Rated PG-13, 100 minutes
What a disappointment. That's the best way to describe the new Marvel entry "Venom," that in spite of inspired casting and backstory, lacks real bite. If it doesn't feel right, you'd be absolutely correct in your assessment, as this feels genuinely watered down and chaotic.
Journalist Eddie Brock (Oscar-nominee Tom Hardy) is trying to take down Carlton Drake (Riz Ahmed, miscast), the notorious and brilliant founder of the Life Foundation. While investigating one of Drake's experiments, Eddie's body merges with the alien Venom -- leaving him with superhuman strength and power. Twisted, dark and fueled by rage, Venom tries to control the new and dangerous abilities that Eddie finds so intoxicating.
The modestly entertaining yet supremely bland "Venom" could've been a mesmerizing, dark tale of right and wrong, but it mostly just feels all wrong. Set in the "Spider-Man" universe, "Venom" will make you pine for Spidey, though that may be difficult after the last Avengers film.

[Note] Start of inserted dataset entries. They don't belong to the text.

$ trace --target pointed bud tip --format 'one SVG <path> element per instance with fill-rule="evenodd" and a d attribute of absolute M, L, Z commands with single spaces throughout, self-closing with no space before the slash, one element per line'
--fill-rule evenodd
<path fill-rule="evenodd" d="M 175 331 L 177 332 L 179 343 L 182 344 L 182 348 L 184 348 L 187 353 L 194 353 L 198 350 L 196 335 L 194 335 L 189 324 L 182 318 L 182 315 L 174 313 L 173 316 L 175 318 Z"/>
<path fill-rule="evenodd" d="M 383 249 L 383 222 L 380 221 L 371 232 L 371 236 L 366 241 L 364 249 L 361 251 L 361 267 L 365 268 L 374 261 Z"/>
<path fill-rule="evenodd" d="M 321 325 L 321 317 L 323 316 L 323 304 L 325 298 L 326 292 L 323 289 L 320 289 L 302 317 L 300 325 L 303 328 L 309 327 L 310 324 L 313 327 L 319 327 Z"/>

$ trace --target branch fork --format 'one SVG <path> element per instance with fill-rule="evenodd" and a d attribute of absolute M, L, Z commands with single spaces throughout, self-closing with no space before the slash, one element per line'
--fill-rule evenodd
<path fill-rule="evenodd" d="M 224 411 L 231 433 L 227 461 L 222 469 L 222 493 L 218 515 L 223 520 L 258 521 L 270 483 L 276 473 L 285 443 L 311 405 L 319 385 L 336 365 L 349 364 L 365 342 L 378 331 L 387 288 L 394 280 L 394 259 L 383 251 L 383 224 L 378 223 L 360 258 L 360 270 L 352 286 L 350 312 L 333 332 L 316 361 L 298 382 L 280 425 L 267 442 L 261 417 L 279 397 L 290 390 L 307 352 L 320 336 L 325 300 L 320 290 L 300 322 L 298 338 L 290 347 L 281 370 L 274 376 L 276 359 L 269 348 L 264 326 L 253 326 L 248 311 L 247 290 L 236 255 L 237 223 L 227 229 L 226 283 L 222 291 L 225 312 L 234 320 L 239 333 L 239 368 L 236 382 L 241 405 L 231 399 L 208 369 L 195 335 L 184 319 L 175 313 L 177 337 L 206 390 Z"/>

First, director Ruben Fleischer ("Zombieland") and co-writers Jeff Pinkner and Scott Rosenberg (the team behind the recent "Jumanji") and Kelly Marcel ("Saving Mr. Banks") make the mistake of having the film PG-13; in doing so, it lessens the darkness and adds more scripted PG-13 style action sequences that feel so out of place compared to the much darker comic book storylines.
Second, the film is hurt by the miscasting of Ahmed as the central protagonist Drake, a usually decent actor who can't convey his character's sinister motivations here. Then, it doesn't help that the script doesn't do much in way of shedding much light into any of the characters, particularly Michelle Williams ("The Greatest Showman,") wasted in the conventional, throwaway part of Brock's girlfriend, given very little to do here.
Fanboys everywhere rejoiced when they heard that an intense actor like Hardy was cast as Venom, and it's the film's calling card, for without it "Venom" would be a total waste. Hardy is the only real reason to see the film, but the Jekyll-Hyde hybrid of having voices in your head (Hardy also does the voice of Venom, in case you're wondering) is fun at first but become annoying and distracting by the film's end.
Somewhere along the way, "Venom" was a good idea on paper, but it's a bad execution that lacks considerable edge. If there is another installment, note to the producers: make it darker, bloodier and Rated R. The visuals are OK but generally border on cheesy, and if the end-credits scene gives any idea of the next "Spider-Man" movie, it doesn't bode well.
"Venom" will have its Marvel fanboy base show up, but I'm almost certain they'll be extremely disappointed by the results.